Des Tisches wegen werden wir uns nicht streiten. Man wird schon bald dahinter kommen, daß das gemeinschaftliche Frühstück Geld erspart. Das Wiener Frühstück – einen Schluck Kaffee stehend am Herd und das Stück Brot, das zur Hälfte auf der Treppe, zur anderen Hälfte auf der Straße verzehrt wird –, verlangt um zehn Uhr ein Gulasch, also einen Magenbetrug, und da das Gulasch schön papriziert ist, ein Krügel Bier. Diese Mahlzeit, die der Engländer und Amerikaner nicht einmal dem Namen nach kennt, heißt bei uns Gabelfrühstück, offenbar deshalb, weil dabei nur das Messer in Aktion tritt. Man soll zwar nicht mit dem Messer essen – »aber womit essen S' denn nacher die Soß?!«
Dieses zweite Frühstück sei dem Hausvater gegönnt, so lange er sich mit dem Schluck schwarzen Kaffee zu Hause begnügen muß. Aber seine Frau wird bald dahinter kommen, daß um dieses Geld die ganze Familie einen herrlichen amerikanischen Frühstückstisch erhalten kann, so sättigend, daß man bis mittag nichts essen kann. In der amerikanischen Familie ist das Frühstück die schönste Mahlzeit. Alles ist durch den Schlaf erfrischt, das Zimmer behaglich, frisch durchlüftet und warm. Der ganze Tisch ist mit Speisen besetzt. Zuerst ißt jeder einen Apfel. Und dann teilt die Mutter das oatmeal aus, diese herrliche Speise, der Amerika seine energischen Menschen, seine Größe und seine Wohlfahrt verdankt. Die Wiener werden allerdings lange Gesichter machen, wenn ich ihnen verrate, daß oat – Hafer und meal – Speise bedeutet. Aber wir werden in Lainz den Ausflüglern die Hafergrütze nach amerikanischer Art zubereitet vorsetzen und hoffen, ganz Wien zu Haferessern zu bekehren. Was nützen uns die mit Hafer gefütterten schönen Pferde, auf die wir so stolz sind! Auch die Menschen sollten bei uns »trockene« Köpfe, ausdrucksvolle Gesichter bekommen.
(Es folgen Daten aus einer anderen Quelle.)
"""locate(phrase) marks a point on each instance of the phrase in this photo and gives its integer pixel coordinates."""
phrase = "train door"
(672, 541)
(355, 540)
Ob arm oder reich, Bauer oder Milliardär, die Hafergrütze fehlt in Amerika auf keinem Frühstückstisch. Alles übrige, der billige Fisch oder das teure Kalbskotelett, richtet sich nach den Verhältnissen. Natürlich gibt es Tee und Brot, das merkwürdigerweise auch zu Mittag und Abend serviert wird.
Das Mittagessen ist eine sehr einfache Sache. Der Vater ist nicht zu Hause, die Mutter hatte den ganzen Vormittag zu tun, um das Haus in Ordnung zu bringen. Denn einen Dienstboten hat die Hausfrau nicht. Und dieses Fehlen des dienstbaren Geistes hat es mir sich gebracht, daß die Speisen im Wohnraum zubereitet werden. Denn die Frau des Hauses hat ein Anrecht darauf, ihre Zeit nicht in der Küche, sondern im Wohnzimmer zu verbringen.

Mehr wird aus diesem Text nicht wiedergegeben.